Surabaya, Jawa Timur - Ombudsman RI Perwakilan Provinsi Jawa Timur telah kembali membuka program magang untuk mahasiswa setelah ada penghentian sementara selama kurang lebih 5 (lima) bulan tepatnya sejak Maret 2020 sejak pandemi covid-19 merebak. Peserta magang berasal dari Universitas Brawijaya Malang dan UPN Veteran Jawa Timur yang seluruhnya berjumlah 3 (tiga) orang.
Kegiatan magang ini dilaksanakan dalam waktu 1 (satu) bulan. Meski dalam masa pandemi Covid-19, kegiatan magang di Ombudsman RI Perwakilan Provinsi Jawa Timur tetap dilakukan dengan memperhatikan dan menerapkan protokol kesehatan sesuai dengan yang ditetapkan Pemerintah. Ada beberapa hal yang dilakukan sebagai bentuk perlindungan diri dalam melaksanakan kegiatan magang di kantor Ombudsman RI Perwakilan Provinsi Jawa Timur, di antaranya adalah pembatasan jumlah peserta magang, setiap peserta magang diwajibkan untuk memakai masker, dan penyediaan hand sanitizer yang dapat digunakan oleh peserta magang.

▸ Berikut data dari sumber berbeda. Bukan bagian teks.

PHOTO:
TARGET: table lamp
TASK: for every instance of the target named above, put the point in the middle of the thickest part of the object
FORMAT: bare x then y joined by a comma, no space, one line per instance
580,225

Mahasiswa diberikan ilmu dan pengetahuan tentang apa itu Ombudsman, tugas, fungsi dan kewenangan Ombudsman. Peserta magang mendapatkan tugas dari setiap bidang yang ada di Ombudsman, yaitu bidang Penerimaan dan Verifikasi Laporan (PVL), bidang Pemeriksaan Laporan, dan bidang Pencegahan. Hal ini dilakukan dengan tujuan agar setiap peserta magang memiliki kesempatan dan dapat merasakan situasi kondisi kerja dan tugas yang dijalankan oleh asisten Ombudsman pada setiap bidangnya.

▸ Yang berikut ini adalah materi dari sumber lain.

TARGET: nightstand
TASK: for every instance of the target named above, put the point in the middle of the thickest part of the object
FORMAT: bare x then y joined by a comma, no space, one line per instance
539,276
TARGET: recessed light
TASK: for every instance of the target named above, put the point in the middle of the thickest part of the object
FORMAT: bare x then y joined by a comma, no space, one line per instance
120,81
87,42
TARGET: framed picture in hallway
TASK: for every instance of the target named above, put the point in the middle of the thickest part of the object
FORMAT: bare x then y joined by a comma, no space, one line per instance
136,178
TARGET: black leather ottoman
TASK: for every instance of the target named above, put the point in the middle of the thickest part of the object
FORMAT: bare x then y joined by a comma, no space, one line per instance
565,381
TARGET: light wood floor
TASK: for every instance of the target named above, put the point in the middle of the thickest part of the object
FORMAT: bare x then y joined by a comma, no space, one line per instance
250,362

Menurut Ribka, mahasiswi UPN Veteran Jawa Timur saat dimintai keterangan pada Selasa (22/9/2020), "Magang di Ombudsman memberikan banyak pengetahuan dan pengalaman tentang bagaimana menyelesaikan laporan permasalahan sosial yang terkait dengan pelayanan publik".
"Tugas yang saya kerjakan selama magang di Ombudsman RI Perwakilan Provinsi Jawa Timur adalah membuat draft Laporan Hasil Pemeriksaan Dokumen (LHPD), membuat resume laporan masyarakat, mengikuti pelayanan konsultasi masyarakat, mengetik surat dan notulen rapat serta menyalin transkrip. Mengikuti workshop dan membuat laporannya juga salah satu pengalaman yang saya dapatkan," lanjutnya.

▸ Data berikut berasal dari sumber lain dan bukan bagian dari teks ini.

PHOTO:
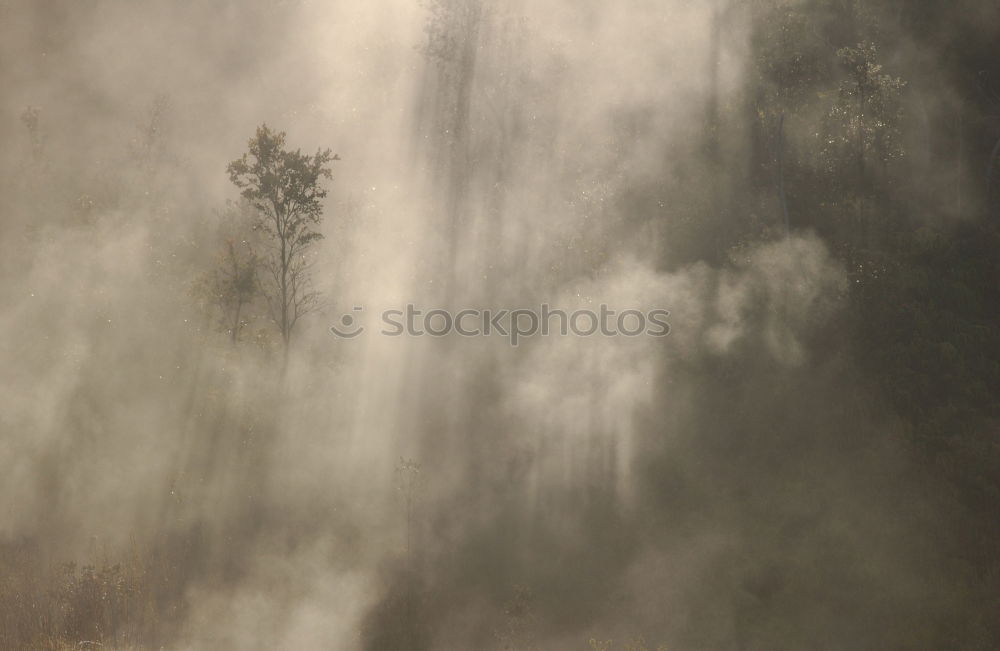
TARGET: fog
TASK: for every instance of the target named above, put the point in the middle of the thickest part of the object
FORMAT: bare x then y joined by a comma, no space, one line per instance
728,486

Masih cukup banyak laporan maladministrasi dalam pelaksanaan pelayanan publik di pemerintahan Indonesia. Hal ini membuat Ombudsman menjadi Lembaga pengawas pelayanan publik yang diharapkan bisa mengurangi tindak maladministrasi yang terjadi di Indonesia. Peserta magang di Ombudsman mempunyai pengalaman untuk mengetahui berbagai permasalahan pelayanan publik dan bagaimana cara menyelesaikannya. "Selain mengerjakan tugas, kami dibekali dengan berbagai macam materi tentang Ombudsman dan Pelayanan Publik yang komprehensif" tutup Ribka.